Probably one of the saddest moments for me was watching my cp fall out of her stunt for the first time at US Finals. This year was her first ever flying, and she LOVED it. She has always wanted to fly, and this year got her chance. She did amazing all year! Never had a problem in competition, until this last one. Her one base went down while she was in a heel stretch and so she came down as well. She was completely heartbroken. She went through the rest of the routine trying so hard to hold back the tears, and when she came off the mat she was just sobbing into my shoulder. I wanted to cry with her. It broke my heart to see her put all the weight of the team's success or loss there of on her shoulders. They ended up getting second, but to a team that they desperately wanted to beat all year, so it still bothers her. Not to mention she's convinced now that she'll never be allowed to fly again. This whole thing makes me want to cry. :(

Awww that is how my cp was feeling to! You were better than me! I did cry with her. To see her so devastated I could not hold back the tears. I know both of our cp's will fly again!
 
My mom was never really one of those gung-ho "cheer moms" (that was mostly my dads area of expertise haha). but last weekend, it was my last competition ever of my senior year and we were in the US Finals...I had been a wreck when i came home after our last practice and she knew I was going to be the same way after we competed, but i don't think she ever really realized HOW upsetting it was going to be.

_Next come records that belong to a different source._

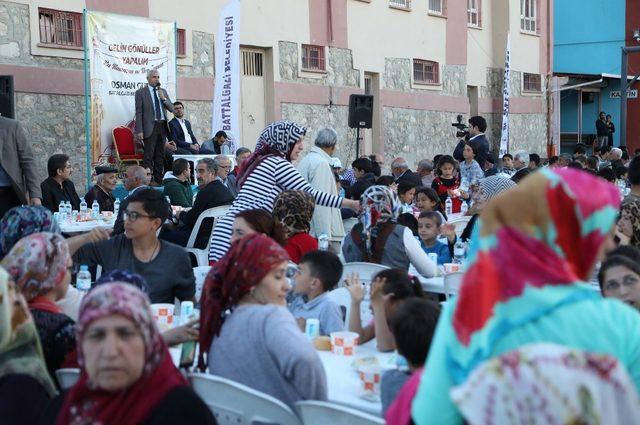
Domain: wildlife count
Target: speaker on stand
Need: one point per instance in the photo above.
(7, 105)
(360, 114)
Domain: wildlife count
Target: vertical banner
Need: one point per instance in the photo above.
(119, 50)
(226, 99)
(506, 93)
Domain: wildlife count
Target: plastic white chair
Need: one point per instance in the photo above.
(200, 273)
(202, 255)
(452, 283)
(322, 413)
(236, 404)
(67, 377)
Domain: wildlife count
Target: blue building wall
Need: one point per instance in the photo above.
(588, 35)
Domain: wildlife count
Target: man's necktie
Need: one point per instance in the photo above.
(156, 102)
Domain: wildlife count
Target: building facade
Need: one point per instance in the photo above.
(425, 62)
(589, 35)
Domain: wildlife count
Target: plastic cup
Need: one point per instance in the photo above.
(344, 343)
(370, 377)
(452, 267)
(163, 315)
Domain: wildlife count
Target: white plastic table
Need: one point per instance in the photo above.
(343, 382)
(85, 226)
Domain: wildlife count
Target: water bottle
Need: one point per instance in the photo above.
(464, 208)
(458, 252)
(116, 207)
(323, 242)
(448, 206)
(83, 279)
(95, 210)
(83, 208)
(62, 209)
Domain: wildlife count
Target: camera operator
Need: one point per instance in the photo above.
(477, 127)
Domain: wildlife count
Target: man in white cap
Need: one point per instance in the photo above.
(316, 168)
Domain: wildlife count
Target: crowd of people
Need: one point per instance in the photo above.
(538, 233)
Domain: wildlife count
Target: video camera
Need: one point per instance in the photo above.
(463, 129)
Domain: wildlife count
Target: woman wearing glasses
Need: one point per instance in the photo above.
(140, 251)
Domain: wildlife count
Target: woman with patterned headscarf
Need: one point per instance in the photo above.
(266, 173)
(126, 373)
(22, 221)
(39, 264)
(531, 253)
(378, 238)
(247, 330)
(25, 386)
(294, 209)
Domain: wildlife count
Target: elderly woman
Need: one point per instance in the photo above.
(266, 173)
(531, 253)
(127, 375)
(378, 238)
(272, 355)
(25, 385)
(39, 264)
(294, 209)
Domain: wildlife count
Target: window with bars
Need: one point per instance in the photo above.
(436, 6)
(531, 83)
(473, 13)
(182, 43)
(528, 13)
(425, 72)
(251, 63)
(59, 28)
(313, 58)
(400, 3)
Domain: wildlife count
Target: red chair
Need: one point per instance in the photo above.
(125, 147)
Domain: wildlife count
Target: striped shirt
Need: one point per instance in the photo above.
(260, 190)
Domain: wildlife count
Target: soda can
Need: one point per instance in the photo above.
(312, 328)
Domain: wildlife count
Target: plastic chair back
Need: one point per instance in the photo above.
(200, 273)
(321, 413)
(67, 377)
(452, 283)
(202, 255)
(236, 404)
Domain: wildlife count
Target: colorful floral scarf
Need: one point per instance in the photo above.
(86, 403)
(19, 222)
(20, 351)
(294, 209)
(38, 263)
(277, 139)
(379, 205)
(547, 232)
(242, 268)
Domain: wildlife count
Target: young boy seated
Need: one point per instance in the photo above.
(318, 273)
(429, 229)
(412, 325)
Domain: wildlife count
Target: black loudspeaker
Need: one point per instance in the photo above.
(360, 111)
(7, 105)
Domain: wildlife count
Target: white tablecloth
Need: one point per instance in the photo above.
(344, 385)
(85, 226)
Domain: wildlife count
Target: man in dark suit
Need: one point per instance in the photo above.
(182, 134)
(212, 193)
(152, 102)
(402, 173)
(19, 177)
(58, 186)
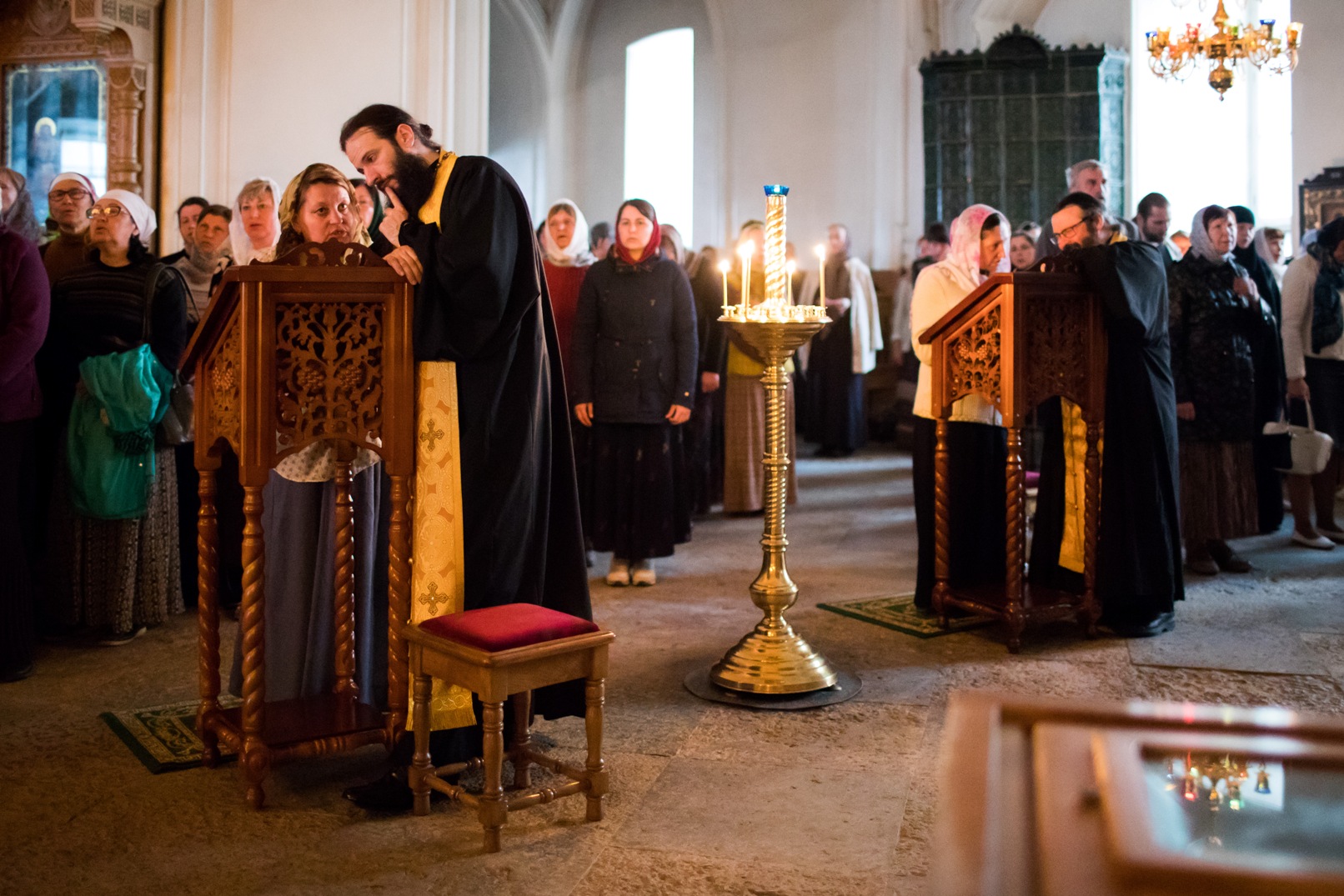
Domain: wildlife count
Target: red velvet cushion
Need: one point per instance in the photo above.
(504, 628)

As soon as we hit the end of the routine, I was in tears. By the time we finished watching the routine and walked out from behind the stage, I was full-on crying. Then, when I was looking around at everyone going to their parents for hugs, and my mom wasn't anywhere to be seen (I honestly thought she had missed it), I started sobbing. Then out of nowhere, she showed up (she didn't miss it, thank goodness) and hugged me and I just completely lost it in her arms. I know she wanted to say something to make me feel better, and she kept trying to start sentences, but nothing came out and she just let me cry on her. When I finally pulled myself together, I saw that she had been crying too. (and i'm crying again now that i'm typing this. i'm kind of extremely lame. :confused:)

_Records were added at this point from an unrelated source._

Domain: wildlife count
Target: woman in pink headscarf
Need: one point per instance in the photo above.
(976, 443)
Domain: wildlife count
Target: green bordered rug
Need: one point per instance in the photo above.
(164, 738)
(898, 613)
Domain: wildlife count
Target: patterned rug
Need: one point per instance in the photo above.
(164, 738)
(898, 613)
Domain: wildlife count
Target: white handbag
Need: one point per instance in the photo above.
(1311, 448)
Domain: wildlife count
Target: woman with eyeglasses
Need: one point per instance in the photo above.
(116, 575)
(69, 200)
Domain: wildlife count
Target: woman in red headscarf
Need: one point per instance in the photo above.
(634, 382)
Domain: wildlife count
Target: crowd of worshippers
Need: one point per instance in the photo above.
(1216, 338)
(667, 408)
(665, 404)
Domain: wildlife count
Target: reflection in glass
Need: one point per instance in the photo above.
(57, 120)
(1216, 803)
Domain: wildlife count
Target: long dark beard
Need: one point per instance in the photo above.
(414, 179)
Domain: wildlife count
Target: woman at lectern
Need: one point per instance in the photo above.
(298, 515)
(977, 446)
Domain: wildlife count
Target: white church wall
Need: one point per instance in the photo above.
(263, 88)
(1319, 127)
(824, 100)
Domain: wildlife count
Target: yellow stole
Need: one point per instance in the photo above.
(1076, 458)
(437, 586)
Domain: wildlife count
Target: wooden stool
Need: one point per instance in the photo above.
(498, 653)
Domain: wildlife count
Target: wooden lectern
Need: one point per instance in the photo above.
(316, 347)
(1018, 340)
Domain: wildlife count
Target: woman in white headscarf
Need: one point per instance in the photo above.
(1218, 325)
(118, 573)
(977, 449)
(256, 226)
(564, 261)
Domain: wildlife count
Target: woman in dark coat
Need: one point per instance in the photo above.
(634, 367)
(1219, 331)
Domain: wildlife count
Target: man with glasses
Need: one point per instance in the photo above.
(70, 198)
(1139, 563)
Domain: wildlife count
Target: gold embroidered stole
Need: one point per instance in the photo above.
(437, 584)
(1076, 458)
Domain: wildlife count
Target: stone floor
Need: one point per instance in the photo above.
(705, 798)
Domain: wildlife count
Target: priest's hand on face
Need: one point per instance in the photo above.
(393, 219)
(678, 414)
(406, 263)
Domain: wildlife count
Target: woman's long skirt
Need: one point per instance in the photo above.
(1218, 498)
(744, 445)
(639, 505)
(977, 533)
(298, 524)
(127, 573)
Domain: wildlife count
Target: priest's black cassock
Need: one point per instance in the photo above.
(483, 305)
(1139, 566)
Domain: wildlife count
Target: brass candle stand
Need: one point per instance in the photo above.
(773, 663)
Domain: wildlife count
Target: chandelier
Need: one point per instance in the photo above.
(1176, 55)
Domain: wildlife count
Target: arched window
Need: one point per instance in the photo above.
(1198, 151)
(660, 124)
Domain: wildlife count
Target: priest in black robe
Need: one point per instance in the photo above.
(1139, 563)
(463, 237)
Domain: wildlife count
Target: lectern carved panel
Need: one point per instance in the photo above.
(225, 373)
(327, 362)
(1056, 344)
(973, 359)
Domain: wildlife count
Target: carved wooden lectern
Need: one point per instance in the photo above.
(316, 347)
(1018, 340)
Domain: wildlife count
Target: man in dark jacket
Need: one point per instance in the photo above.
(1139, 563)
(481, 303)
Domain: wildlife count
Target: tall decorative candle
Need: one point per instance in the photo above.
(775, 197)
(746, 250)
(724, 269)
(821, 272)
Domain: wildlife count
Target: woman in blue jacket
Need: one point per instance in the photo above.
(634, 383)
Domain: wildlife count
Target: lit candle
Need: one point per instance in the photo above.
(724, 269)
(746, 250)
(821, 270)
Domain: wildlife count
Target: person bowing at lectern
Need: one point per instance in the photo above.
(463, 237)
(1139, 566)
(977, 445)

It was just a really solid bonding moment with her. after years of me thinking she didn't care that much about cheerleading, to finally know that it meant something to her, or to at least have really realize how much it meant to me.

This post makes me want to hug you too! Good luck with everything you do in the future.
 
The hardest moment for me by far was the day cp found out she would not be competing at NCA. Being the smallest on the team (not a flyer), and one of the weaker tumblers she didn't make the best 20 (we had 21 at the time). Her coach tried so hard to find a group dynamic she could base with but she was always on tippy toes trying to reach up. When we first found out there was a lot of tears and yes I was angry. I am so proud of her, she never gave up, she attended every practice and would yell the counts for the team or walk back and forth with her coach pointing out mistakes. She even learned a section when one of the girls were gone and THEN TAUGHT IT TO HER when she got back.
She never whined, complained, or hated on the girl who did get to take the floor. At NCA she went in full uni and makeup, and stood with the coaches in the box screaming her little head off! I almost started crying because I was so impressed with her sportsmanship and love for her team.
It lit a fire in her and in one month went from scared to fly to doing half ups to extension and express ups! She knows she will never be big and if she wants to succeed in this sport she had to get over her fear and she did. I don't know if she had competed if she would have ever taken that leap of faith....
God works in mysterious ways sometimes....
 
I have two cps. The hardest ones were: 1. the youngest - the high school coach who told her she sucked. She stopped loving cheer after that. 2. the oldest - knowing she has given up so much of her young adult life to co own this gym of ours and the parents who take her for granted. I hate watching her cry over it.